In the recent blog post, How We Talk about EF and its Future Versions, the EF team announced that going forward, the stuff of EF that’s in .NET, will be referred to as the EF Core Libraries. For example, .NET 4 contains EF 4…that’s now core libraries. When .NET 4.5 is released, whatever is contained within System.Data.Entity.dll will be EF 4.5 Core Libraries.
As you may know by now, Code First and DbContext were released out of band of the .NET release schedule and is contained in the EntityFramework.dll assembly which is distributed via Nuget. Code First and DbContext rely on the core libraries to do their job. In the blog post, the team says “we are going to focus on the EntityFramework NuGet package as the primary deliverable that we refer to as “The Entity Framework” or “EF”.
This allows the team to be more flexible in releasing new features that leverage all of the work that’s gone into Entity Framework – features such as Code First and the DbContext API.
(For anyone writing or blogging etc about EF, please keep these differences in mind and be attentive to how you express EF.)
However, there’s something more important that I took away from the team’s blog post based on the fact that what’s in the NuGet package (DbContext and Code First) is what the team now refers to as “Entity Framework”.
What this means to me is that DbContext and Code First are the first features you should consider when approaching Entity Framework.
This makes a lot of sense to me. DbContext is much simpler to use than ObjectContext and will serve the most common development needs. if you need more, you can drop down into the ObjectContext. Remember that DbContext sits on top of the ObjectContext. The ObjectContext is always there in the background doing it’s work. So if you need to do something very granular, DbContext provides a hook to its underlying ObjectContext. Check out this blog post for how to do that: Accessing ObjectContext Features from EF 4.1 DbContext. Or, if you are already committed to working directly with the ObjectContext, you can still do that.
What about database first and model first? The designer is still inside of Visual Studio (and getting improvements) and there are 3rd party designers as well. If Code First doesn’t do the trick for you, you really want a visual model — or you’re already committed to EDMX — no worries. The feature is still there and you will not be a pariah for using the designer. Use the best tool for the job … for *your* job! (Here’s an article I wrote about choosing between db/model & code first)
The core EF Libraries know how to use the XML based metadata that come from the EDMX. At runtime, EF uses an in-memory representation of your model. If your model is expressed in XML (from the designer), the ObjectContext knows how to read the XML to create what it needs at runtime. (Even if you’re using DbContext + EDMX, this works…because DbContext has an ObjectContext behind it). If your model is expressed in classes plus Code First configurations, the context knows how to use those pieces to build the in-memory metadata at runtime. After that, EF doesn’t care where the model came from.
So the primary focus of Entity Framework going forward will be building models with your classes plus Code First and managing your entities with the DbContext. When the team talks about Entity Framework, (according to their blog post) that’s most likely what they’ll be referring to.
There’s ANOTHER take away here. Code First leverages the POCO support that was built into the core in .NET 4. (see what I just did there? ) EntityObject is now the ugly step-child of Entity Framework. After working mostly with POCOs in EF for over a year now, I feel the same way about EntityObject. No love lost there!
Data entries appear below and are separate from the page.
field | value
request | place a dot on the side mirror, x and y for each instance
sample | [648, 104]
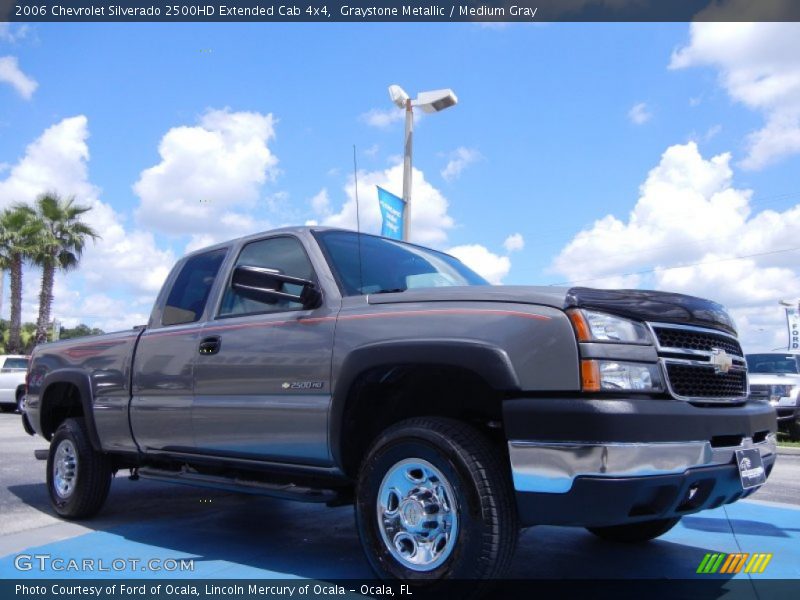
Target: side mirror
[266, 285]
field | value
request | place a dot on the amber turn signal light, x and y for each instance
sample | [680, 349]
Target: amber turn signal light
[582, 330]
[590, 376]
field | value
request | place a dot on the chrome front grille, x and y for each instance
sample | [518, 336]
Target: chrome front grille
[685, 339]
[701, 365]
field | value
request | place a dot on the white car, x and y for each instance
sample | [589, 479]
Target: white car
[775, 377]
[13, 368]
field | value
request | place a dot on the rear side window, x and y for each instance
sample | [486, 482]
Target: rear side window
[189, 294]
[15, 363]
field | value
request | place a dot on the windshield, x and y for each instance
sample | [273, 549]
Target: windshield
[390, 266]
[772, 363]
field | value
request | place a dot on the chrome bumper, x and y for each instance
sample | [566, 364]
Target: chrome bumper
[551, 467]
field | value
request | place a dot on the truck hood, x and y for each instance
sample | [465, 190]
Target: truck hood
[645, 305]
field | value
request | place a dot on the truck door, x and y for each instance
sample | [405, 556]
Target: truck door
[262, 384]
[162, 391]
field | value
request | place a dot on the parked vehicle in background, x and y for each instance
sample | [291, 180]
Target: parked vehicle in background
[775, 377]
[12, 381]
[326, 366]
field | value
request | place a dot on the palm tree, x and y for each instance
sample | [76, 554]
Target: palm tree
[59, 245]
[19, 230]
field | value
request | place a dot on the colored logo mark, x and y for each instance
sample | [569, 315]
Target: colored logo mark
[733, 563]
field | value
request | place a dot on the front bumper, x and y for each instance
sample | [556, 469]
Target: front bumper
[594, 462]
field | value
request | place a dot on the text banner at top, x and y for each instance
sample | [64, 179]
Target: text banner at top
[513, 11]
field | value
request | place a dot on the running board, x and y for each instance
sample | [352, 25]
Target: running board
[288, 491]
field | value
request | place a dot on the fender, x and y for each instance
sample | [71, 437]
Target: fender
[489, 362]
[81, 380]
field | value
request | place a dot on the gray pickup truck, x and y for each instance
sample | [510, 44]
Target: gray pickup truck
[322, 365]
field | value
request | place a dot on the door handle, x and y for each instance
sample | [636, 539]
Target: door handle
[210, 345]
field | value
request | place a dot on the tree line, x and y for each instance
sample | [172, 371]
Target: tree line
[50, 235]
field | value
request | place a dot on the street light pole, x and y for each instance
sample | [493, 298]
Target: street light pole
[407, 169]
[429, 102]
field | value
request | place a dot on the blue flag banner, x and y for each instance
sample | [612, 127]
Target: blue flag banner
[392, 213]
When the team makes changes to how the core EF libraries (those which are part of .NET), again …popular examples are upcoming enum support and spatial data support … they’ll be clear that this is part of the core. Changes to the core benefit all of the ways to use EF …whether you build your model with a designer or with code and whether you use the ObjectContext or DbContext.
I’ve just finished up a book with Rowan Miller that is something of an extension to my book, Programming Entity Framework Second Edition (which is focused on Entity Framework 4). The new book is about 150 pages and is called “Programming Entity Framework Code First: Creating and Configuring Data Models from your Classes”. Very specifically about the modeling/mapping and DB initialization. We are now embarking on another short book that will be Programming Entity Framework DbContext. This second one will be focused on the DbContext APIs, validation and how to use them in various application patterns.